CHINA's cabinet, or State Council, has published a list of Shanghai free-trade zone (FTZ) policies it hopes will be replicated in other Chinese cities to accelerate growth and lift restrictions on foreign investment.
Needed reforms to be replicated include simplifying approvals for overseas investment, easing regulations on cross-border cargo flows, and easing currency conversions and widening the role of market forces.
"The announcement appeared to be a general guideline without detailed measures on how and where to expand the Shanghai policies," said Zhao Xiaolei, head of Shanghai University of Finance and Economics' FTZ research institute.

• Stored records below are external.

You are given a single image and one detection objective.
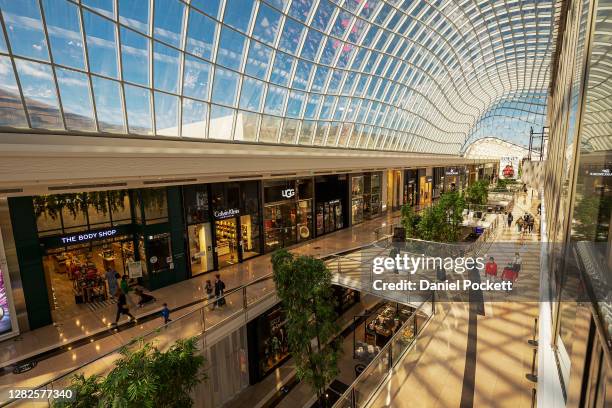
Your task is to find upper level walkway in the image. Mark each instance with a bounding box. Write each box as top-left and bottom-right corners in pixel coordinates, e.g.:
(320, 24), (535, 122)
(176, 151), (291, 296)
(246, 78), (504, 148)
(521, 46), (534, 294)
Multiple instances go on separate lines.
(369, 194), (540, 408)
(0, 212), (406, 402)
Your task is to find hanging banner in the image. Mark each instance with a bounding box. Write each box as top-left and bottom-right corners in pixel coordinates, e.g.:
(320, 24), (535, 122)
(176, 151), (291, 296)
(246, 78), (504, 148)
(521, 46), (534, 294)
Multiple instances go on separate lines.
(499, 156), (519, 180)
(0, 230), (19, 340)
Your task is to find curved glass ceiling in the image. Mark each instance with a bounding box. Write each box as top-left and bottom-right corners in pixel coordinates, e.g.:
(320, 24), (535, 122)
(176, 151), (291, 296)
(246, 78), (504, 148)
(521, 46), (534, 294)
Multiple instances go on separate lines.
(0, 0), (552, 154)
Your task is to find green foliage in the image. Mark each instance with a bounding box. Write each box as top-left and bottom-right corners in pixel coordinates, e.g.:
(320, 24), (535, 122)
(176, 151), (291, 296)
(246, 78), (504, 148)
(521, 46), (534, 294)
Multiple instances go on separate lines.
(272, 249), (340, 398)
(53, 337), (206, 408)
(401, 204), (419, 238)
(465, 180), (489, 205)
(416, 191), (465, 242)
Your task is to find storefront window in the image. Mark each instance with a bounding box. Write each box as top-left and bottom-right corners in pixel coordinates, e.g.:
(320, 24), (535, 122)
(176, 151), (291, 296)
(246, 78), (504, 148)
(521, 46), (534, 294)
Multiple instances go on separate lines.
(264, 179), (313, 252)
(147, 233), (172, 273)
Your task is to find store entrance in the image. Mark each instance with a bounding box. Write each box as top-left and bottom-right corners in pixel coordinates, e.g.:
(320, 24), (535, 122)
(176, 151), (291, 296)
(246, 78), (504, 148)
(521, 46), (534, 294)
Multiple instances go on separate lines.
(215, 217), (240, 268)
(43, 237), (134, 322)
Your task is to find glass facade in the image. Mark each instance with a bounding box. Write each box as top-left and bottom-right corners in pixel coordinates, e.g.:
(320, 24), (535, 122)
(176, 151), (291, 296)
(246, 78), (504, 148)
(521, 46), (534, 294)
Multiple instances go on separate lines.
(0, 0), (553, 153)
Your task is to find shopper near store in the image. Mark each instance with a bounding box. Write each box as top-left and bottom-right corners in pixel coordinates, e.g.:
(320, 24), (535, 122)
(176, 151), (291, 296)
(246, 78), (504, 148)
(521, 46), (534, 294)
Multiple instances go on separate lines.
(104, 267), (119, 297)
(204, 279), (214, 299)
(485, 257), (497, 277)
(512, 252), (523, 276)
(161, 303), (172, 324)
(215, 274), (225, 307)
(134, 289), (156, 307)
(114, 292), (136, 326)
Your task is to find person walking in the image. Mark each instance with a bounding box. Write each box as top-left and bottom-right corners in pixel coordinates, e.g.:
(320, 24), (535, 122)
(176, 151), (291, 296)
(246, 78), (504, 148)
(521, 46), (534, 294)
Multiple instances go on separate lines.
(104, 268), (119, 298)
(215, 274), (225, 307)
(161, 303), (172, 324)
(114, 292), (136, 326)
(485, 257), (497, 277)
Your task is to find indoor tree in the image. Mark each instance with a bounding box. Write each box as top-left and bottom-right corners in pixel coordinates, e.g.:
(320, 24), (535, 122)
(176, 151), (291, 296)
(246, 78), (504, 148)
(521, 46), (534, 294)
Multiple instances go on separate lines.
(53, 337), (206, 408)
(465, 180), (489, 205)
(272, 249), (340, 404)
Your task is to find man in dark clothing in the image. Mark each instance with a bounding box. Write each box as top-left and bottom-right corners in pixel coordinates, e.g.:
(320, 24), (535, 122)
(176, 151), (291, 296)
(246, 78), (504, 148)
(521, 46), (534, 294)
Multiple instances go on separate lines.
(215, 274), (225, 307)
(115, 292), (136, 326)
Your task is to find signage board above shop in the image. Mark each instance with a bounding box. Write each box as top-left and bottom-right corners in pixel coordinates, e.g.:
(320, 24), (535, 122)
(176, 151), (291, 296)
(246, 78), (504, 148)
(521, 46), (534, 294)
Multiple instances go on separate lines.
(213, 208), (240, 220)
(40, 225), (131, 248)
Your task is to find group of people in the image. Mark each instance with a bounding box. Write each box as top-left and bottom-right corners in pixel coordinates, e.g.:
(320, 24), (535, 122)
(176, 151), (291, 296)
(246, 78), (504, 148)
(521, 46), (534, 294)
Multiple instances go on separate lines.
(505, 212), (535, 234)
(106, 268), (226, 326)
(485, 252), (523, 282)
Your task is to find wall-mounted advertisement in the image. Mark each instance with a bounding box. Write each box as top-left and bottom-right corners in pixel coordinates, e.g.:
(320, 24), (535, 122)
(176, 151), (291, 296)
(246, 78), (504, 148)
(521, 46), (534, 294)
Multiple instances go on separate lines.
(499, 156), (519, 180)
(0, 230), (18, 340)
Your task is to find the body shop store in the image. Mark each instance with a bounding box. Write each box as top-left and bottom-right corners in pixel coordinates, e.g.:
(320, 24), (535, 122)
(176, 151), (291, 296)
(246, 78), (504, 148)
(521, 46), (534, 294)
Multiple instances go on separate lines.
(264, 179), (314, 252)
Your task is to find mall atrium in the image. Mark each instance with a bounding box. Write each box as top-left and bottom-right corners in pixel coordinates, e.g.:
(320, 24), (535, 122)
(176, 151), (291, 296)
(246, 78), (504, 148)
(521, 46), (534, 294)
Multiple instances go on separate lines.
(0, 0), (612, 408)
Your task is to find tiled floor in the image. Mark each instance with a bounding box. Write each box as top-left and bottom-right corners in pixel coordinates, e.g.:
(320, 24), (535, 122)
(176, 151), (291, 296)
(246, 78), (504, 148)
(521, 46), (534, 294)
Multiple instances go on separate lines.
(373, 195), (539, 408)
(0, 213), (397, 400)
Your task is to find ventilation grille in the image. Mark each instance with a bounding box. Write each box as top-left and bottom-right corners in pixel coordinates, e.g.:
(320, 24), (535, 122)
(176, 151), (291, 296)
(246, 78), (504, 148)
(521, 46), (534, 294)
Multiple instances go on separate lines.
(47, 183), (127, 191)
(0, 188), (23, 194)
(228, 174), (263, 180)
(142, 178), (198, 186)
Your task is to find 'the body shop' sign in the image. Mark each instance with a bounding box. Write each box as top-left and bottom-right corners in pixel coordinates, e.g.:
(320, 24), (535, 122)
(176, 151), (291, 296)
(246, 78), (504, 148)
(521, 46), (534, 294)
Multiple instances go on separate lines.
(60, 228), (117, 244)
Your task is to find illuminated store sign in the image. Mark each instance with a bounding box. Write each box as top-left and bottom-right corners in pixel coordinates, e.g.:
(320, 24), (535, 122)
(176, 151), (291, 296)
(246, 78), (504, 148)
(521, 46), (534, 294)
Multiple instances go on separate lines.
(214, 208), (240, 220)
(60, 228), (117, 245)
(281, 188), (295, 198)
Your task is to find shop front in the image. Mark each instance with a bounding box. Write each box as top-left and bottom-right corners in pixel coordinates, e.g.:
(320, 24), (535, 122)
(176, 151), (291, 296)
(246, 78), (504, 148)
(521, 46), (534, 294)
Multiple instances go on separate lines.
(404, 169), (419, 207)
(263, 178), (314, 252)
(247, 303), (289, 385)
(418, 169), (433, 208)
(315, 174), (348, 236)
(350, 172), (382, 225)
(9, 188), (184, 329)
(387, 170), (403, 210)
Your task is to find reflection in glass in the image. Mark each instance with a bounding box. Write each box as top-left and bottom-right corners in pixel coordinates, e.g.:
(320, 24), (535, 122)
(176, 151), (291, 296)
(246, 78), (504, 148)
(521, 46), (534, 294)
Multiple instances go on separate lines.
(183, 55), (211, 100)
(153, 41), (180, 93)
(259, 115), (281, 143)
(181, 98), (208, 139)
(155, 92), (179, 136)
(253, 4), (280, 45)
(119, 0), (149, 34)
(124, 84), (153, 135)
(0, 0), (49, 61)
(280, 119), (300, 144)
(208, 105), (234, 140)
(120, 27), (149, 86)
(43, 0), (85, 69)
(245, 41), (272, 79)
(0, 55), (28, 127)
(223, 0), (254, 33)
(153, 0), (185, 47)
(55, 68), (96, 131)
(83, 10), (118, 78)
(186, 9), (216, 60)
(15, 59), (64, 129)
(190, 0), (221, 17)
(240, 77), (264, 111)
(91, 76), (125, 133)
(216, 27), (246, 70)
(279, 18), (305, 55)
(270, 51), (294, 86)
(286, 91), (306, 118)
(264, 85), (287, 115)
(234, 111), (259, 141)
(212, 68), (239, 106)
(83, 0), (115, 18)
(298, 120), (315, 145)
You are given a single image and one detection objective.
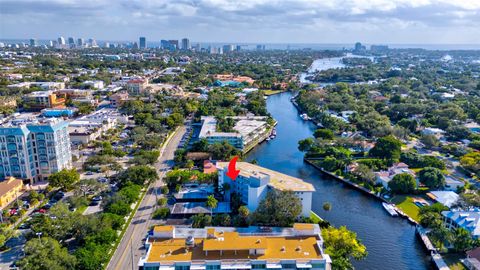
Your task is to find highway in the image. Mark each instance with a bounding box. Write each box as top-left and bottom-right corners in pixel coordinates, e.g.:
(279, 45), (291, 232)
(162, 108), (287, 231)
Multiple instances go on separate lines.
(107, 126), (186, 270)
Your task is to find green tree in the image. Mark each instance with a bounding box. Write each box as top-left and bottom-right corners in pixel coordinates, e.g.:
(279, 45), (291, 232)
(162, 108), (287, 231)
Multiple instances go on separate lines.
(369, 135), (402, 163)
(453, 228), (474, 252)
(205, 195), (218, 215)
(388, 173), (417, 194)
(48, 169), (80, 190)
(252, 190), (302, 227)
(420, 134), (440, 149)
(18, 237), (77, 270)
(313, 128), (335, 140)
(119, 165), (158, 186)
(418, 167), (445, 189)
(192, 214), (212, 228)
(298, 138), (315, 152)
(322, 226), (368, 269)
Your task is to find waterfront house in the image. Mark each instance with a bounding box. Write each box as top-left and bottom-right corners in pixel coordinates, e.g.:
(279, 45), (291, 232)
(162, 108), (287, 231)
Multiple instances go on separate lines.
(217, 162), (315, 217)
(138, 224), (331, 270)
(427, 191), (459, 208)
(442, 208), (480, 239)
(463, 247), (480, 270)
(375, 162), (418, 189)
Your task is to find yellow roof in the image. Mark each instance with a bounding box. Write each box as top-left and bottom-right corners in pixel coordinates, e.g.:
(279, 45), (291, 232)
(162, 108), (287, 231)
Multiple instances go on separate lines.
(203, 232), (267, 251)
(153, 225), (175, 232)
(217, 162), (315, 191)
(147, 236), (322, 263)
(293, 223), (314, 230)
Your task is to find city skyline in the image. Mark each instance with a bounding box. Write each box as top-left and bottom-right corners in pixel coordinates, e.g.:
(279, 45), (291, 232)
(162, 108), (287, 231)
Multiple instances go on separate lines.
(0, 0), (480, 44)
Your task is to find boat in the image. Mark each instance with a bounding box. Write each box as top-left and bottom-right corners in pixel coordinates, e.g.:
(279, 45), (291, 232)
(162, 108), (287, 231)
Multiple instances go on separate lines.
(382, 202), (398, 217)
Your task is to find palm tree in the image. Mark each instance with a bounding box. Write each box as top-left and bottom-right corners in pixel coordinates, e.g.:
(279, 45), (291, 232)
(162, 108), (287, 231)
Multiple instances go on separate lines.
(205, 195), (218, 216)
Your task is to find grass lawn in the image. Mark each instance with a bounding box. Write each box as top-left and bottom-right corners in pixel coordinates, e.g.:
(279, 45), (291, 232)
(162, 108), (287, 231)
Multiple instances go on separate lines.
(442, 253), (467, 270)
(263, 90), (285, 96)
(391, 195), (420, 221)
(310, 211), (322, 223)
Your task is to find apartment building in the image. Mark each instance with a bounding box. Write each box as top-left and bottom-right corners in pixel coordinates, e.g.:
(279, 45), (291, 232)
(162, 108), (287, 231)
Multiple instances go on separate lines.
(0, 117), (72, 182)
(23, 90), (65, 111)
(138, 224), (331, 270)
(217, 162), (315, 217)
(199, 116), (268, 151)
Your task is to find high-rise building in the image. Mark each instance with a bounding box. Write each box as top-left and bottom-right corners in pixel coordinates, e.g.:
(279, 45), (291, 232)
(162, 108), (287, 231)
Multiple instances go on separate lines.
(223, 44), (235, 53)
(68, 37), (75, 47)
(0, 118), (72, 182)
(77, 38), (85, 47)
(88, 38), (98, 48)
(138, 37), (147, 49)
(168, 39), (180, 50)
(138, 223), (332, 270)
(58, 37), (65, 46)
(182, 38), (190, 50)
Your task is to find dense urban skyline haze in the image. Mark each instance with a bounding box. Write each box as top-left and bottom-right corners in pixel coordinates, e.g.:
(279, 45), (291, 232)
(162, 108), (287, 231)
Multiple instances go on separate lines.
(0, 0), (480, 44)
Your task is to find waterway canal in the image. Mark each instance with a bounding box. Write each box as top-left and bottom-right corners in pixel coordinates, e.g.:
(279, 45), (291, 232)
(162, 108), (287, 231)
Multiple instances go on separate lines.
(247, 92), (430, 270)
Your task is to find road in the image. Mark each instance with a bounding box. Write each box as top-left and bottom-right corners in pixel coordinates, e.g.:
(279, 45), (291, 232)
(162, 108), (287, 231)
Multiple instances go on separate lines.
(107, 126), (186, 270)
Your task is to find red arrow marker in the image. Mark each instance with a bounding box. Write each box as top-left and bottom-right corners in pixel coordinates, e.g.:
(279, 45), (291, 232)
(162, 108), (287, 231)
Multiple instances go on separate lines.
(227, 156), (240, 181)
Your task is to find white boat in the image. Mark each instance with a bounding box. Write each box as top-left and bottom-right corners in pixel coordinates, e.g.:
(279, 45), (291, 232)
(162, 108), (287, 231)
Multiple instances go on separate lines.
(382, 203), (398, 217)
(300, 113), (310, 121)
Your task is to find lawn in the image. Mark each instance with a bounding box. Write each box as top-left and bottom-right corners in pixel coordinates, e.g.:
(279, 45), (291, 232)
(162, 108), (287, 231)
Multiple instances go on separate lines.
(263, 90), (285, 96)
(442, 253), (467, 270)
(310, 211), (322, 223)
(391, 195), (420, 222)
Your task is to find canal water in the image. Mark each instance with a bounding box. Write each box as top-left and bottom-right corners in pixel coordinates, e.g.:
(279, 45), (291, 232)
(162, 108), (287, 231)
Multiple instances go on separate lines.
(247, 92), (430, 270)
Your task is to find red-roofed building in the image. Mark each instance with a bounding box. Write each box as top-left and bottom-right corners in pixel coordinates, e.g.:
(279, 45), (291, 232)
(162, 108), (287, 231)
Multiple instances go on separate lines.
(203, 160), (217, 173)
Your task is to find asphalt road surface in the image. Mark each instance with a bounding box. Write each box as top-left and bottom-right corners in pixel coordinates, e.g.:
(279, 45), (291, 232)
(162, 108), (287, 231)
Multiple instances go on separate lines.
(107, 126), (186, 270)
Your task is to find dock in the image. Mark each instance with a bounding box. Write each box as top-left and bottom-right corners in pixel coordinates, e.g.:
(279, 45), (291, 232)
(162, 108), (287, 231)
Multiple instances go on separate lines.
(415, 225), (450, 270)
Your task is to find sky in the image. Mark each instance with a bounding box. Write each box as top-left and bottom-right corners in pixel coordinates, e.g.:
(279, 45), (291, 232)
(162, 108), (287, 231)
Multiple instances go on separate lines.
(0, 0), (480, 44)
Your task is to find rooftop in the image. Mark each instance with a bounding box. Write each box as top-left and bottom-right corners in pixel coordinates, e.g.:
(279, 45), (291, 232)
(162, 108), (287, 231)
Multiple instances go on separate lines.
(147, 225), (322, 263)
(217, 162), (315, 191)
(199, 116), (266, 138)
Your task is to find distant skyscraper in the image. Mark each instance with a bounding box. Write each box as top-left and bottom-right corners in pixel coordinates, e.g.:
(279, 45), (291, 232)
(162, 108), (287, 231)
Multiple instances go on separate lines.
(168, 39), (180, 50)
(68, 37), (75, 47)
(138, 37), (147, 49)
(77, 38), (85, 47)
(88, 38), (98, 47)
(223, 44), (234, 53)
(355, 42), (362, 51)
(182, 38), (190, 50)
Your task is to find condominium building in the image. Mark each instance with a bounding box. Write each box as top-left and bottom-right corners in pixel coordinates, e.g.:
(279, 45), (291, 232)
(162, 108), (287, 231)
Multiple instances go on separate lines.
(199, 116), (268, 152)
(23, 91), (65, 110)
(138, 224), (331, 270)
(217, 162), (315, 217)
(0, 117), (72, 181)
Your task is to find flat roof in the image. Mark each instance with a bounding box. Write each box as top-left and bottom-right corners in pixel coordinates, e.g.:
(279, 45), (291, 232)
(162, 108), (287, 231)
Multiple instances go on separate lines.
(199, 116), (267, 138)
(217, 162), (315, 192)
(172, 202), (231, 215)
(146, 232), (322, 263)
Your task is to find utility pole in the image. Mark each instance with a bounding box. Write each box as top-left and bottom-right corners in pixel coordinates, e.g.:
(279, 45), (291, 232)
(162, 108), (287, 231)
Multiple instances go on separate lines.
(130, 240), (135, 270)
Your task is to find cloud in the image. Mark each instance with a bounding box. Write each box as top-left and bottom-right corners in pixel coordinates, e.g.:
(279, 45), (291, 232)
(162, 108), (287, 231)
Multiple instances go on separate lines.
(0, 0), (480, 43)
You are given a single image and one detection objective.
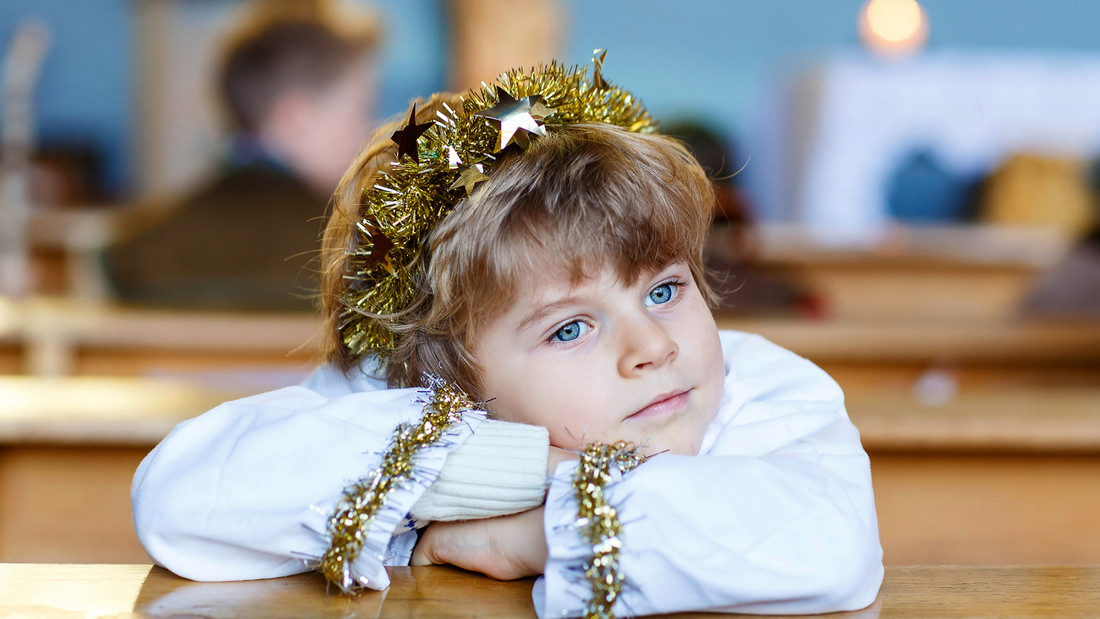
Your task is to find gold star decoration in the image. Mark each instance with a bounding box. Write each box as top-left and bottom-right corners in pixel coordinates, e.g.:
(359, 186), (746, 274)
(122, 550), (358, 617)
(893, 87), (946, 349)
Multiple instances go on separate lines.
(389, 104), (433, 164)
(451, 164), (488, 196)
(360, 220), (397, 275)
(592, 49), (607, 90)
(474, 86), (553, 151)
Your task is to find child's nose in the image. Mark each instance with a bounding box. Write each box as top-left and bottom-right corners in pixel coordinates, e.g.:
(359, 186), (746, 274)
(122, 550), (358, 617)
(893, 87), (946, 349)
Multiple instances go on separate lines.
(619, 317), (680, 378)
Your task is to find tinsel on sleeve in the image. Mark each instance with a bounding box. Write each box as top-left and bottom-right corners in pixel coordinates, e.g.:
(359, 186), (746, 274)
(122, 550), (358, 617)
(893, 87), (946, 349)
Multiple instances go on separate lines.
(572, 441), (644, 619)
(316, 377), (475, 593)
(340, 55), (656, 364)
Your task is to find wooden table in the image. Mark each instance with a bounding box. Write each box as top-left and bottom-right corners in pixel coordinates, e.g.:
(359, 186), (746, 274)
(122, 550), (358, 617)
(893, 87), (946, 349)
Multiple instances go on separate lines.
(0, 564), (1100, 619)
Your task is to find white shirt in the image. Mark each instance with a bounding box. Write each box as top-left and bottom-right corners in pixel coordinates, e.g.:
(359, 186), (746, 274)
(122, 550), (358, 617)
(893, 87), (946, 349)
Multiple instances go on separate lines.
(132, 332), (882, 617)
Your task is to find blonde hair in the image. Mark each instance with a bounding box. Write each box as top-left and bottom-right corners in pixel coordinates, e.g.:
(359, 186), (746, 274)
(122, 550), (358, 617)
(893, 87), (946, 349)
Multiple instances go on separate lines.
(322, 95), (714, 397)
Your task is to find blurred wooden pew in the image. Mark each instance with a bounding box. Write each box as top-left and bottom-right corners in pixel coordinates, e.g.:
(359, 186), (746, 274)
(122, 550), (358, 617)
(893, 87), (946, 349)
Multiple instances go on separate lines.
(0, 216), (1100, 565)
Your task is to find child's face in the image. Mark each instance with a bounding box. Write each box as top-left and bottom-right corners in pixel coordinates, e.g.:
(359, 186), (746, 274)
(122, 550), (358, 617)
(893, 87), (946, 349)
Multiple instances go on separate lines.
(474, 263), (725, 454)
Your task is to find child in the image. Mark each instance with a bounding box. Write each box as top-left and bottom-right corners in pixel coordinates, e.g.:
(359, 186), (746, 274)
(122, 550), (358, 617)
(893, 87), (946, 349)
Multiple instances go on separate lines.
(133, 59), (882, 617)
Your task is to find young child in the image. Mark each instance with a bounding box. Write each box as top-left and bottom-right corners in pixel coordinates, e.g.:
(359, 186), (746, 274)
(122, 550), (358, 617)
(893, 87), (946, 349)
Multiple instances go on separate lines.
(133, 59), (882, 617)
(103, 2), (380, 311)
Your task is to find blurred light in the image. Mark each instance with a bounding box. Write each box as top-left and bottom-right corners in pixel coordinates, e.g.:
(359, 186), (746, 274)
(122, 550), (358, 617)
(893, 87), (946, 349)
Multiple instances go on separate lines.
(859, 0), (928, 56)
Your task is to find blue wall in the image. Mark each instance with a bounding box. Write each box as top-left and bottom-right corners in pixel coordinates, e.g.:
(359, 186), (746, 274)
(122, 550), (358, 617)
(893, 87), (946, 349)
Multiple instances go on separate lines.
(0, 0), (136, 194)
(0, 0), (1100, 197)
(564, 0), (1100, 135)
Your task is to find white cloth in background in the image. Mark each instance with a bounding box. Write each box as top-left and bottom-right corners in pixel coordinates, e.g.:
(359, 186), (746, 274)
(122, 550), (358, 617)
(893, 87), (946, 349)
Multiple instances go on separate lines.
(794, 53), (1100, 245)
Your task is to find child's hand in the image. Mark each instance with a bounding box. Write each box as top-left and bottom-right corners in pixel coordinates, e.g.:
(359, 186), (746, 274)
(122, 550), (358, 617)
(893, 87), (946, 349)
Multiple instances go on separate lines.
(409, 507), (547, 581)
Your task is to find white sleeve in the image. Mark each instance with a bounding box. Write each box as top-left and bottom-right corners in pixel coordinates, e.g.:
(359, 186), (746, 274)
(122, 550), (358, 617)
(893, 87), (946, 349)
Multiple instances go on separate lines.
(536, 333), (882, 617)
(131, 362), (481, 588)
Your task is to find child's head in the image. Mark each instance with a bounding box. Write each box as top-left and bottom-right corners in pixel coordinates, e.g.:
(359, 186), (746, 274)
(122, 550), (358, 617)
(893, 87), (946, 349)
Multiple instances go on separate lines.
(218, 2), (378, 192)
(325, 65), (724, 453)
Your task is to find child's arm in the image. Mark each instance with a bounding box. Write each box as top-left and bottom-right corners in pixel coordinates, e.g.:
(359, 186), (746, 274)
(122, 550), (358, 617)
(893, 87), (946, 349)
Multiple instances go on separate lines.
(132, 367), (548, 587)
(536, 334), (882, 617)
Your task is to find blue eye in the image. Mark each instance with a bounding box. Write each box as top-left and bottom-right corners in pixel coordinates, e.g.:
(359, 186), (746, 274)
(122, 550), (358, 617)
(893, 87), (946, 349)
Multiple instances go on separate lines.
(646, 281), (675, 306)
(550, 320), (589, 342)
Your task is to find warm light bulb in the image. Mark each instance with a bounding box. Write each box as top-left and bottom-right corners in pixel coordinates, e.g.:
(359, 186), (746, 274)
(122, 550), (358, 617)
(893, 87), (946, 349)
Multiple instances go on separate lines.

"It is highly expected a fresh round of efforts to bolster FTZ developments will roll out soon," said Prof Zhao, reports Hong Kong's South China Morning Post.
In late October, President Xi Jinping likened the Shanghai FTZ to "seeds" of economic reforms, while urging policymakers to expand the pilot scheme nationwide.
While cracking down on social liberty, with more control over the Internet and the arrests of free speech advocates and political dissidents, Beijing also appears to be liberalising economic freedoms.
At the end of last year, the State Council approved three new FTZs in Fujian, Tianjin and Guangdong, while endorsing Shanghai's plan to more than quadruple the geographic size of its zone to 120.7 square kilometres.
When the Shanghai FTZ was inaugurated in September 2013, Beijing pledged to make the yuan convertible, but this has yet to occur with businesses expressing discontent at the lack of transparency and clarity of policies.